Recently, South Dakota hosted visits from Moody's and from Standard & Poor's, as we prepare for a bond issue by the South Dakota Building Authority later this summer. The visit to South Dakota by these two rating agencies followed a trip to see them last winter by Lt. Gov. Matt Michels and our commissioner of the Bureau of Finance and Management, Jason Dilges. Following several years of efforts to strengthen our already good financial condition, we have been encouraging these two agencies to understand our financial strength, so we can achieve the favorable rating we deserve.

Our presentations to these agencies made several points: First, our annual budget process is strong, uses conservative revenue estimates and is in keeping with a constitutional balanced budget requirement adopted by South Dakota voters in 2012. Historically, South Dakota has adhered to a sound budget process, and we've taken steps recently to make that process even better.
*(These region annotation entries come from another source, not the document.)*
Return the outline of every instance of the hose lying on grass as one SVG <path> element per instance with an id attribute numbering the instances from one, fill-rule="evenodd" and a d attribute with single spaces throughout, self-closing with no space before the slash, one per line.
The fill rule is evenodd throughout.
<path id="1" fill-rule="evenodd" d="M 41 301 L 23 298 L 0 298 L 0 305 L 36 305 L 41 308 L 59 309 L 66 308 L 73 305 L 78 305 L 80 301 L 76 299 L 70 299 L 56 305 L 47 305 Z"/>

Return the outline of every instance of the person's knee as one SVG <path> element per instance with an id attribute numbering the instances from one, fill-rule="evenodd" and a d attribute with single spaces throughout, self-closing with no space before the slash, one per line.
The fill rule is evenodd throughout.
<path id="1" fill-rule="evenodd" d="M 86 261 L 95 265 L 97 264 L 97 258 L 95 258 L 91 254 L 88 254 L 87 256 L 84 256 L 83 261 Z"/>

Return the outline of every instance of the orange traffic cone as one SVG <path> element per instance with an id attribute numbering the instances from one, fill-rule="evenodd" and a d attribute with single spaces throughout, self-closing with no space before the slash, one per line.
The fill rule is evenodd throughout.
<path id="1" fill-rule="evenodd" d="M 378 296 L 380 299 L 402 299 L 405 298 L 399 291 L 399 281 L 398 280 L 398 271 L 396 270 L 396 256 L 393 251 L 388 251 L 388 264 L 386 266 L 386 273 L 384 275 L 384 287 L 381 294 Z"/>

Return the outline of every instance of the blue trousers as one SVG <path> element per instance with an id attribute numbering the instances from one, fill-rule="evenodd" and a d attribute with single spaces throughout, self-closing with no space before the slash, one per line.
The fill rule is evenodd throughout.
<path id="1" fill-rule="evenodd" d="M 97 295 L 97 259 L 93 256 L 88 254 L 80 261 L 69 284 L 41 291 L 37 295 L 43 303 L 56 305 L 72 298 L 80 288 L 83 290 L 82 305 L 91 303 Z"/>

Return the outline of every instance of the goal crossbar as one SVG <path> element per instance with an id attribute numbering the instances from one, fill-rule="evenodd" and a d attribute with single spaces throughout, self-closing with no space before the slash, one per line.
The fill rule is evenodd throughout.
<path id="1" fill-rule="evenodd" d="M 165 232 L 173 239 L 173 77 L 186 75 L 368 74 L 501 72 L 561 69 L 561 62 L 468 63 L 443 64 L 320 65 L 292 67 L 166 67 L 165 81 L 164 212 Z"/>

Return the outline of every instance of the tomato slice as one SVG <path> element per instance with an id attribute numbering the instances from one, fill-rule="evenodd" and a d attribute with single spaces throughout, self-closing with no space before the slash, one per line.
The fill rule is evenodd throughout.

Last winter, the Legislature passed legislation requiring tax revenue to be projected three times a year, by separate estimates of the executive and legislative branches. We balanced our budget in 2011, and have reported budget surpluses for each of the past three fiscal years. Our rainy day reserves now total nearly $150 million, equivalent to over 11 percent of general fund spending.

Second, our balance sheet is also very strong, with minimal long-term liabilities. Many states have significant long-term liabilities in the form of underfunded pension plans. Our well-managed pension plan, the South Dakota Retirement System, is fully funded. Three months ago, in April, Boston College's Center for Retirement Research published an evaluation of the top 150 pension plans in the nation. Of those plans, only nine plans were fully funded. South Dakota was one of them. Eleven plans were less than 50 percent funded, including plans in Connecticut, Alaska, Illinois, Indiana and Missouri. The worst: Kentucky at 26 percent funded.

Beyond well-managed pension liabilities, South Dakota also has very little long-term tax supported debt. Last October, the Dow Jones financial news publication, Barron's, compared the tax supported debt of each of the 50 states to each state's Gross Domestic Product. Only 8 states had debt which equated to less than 1 percent of its GDP. South Dakota was one of them. Beyond that, last March, the South Dakota Legislature agreed with my proposal to use unexpected one-time receipts to make early repayment of $56.2 million of outstanding tax supported debt held by the South Dakota Building Authority. As of Sept. 1, when another bond will be fully repaid, the Building Authority will have ZERO outstanding tax supported debt.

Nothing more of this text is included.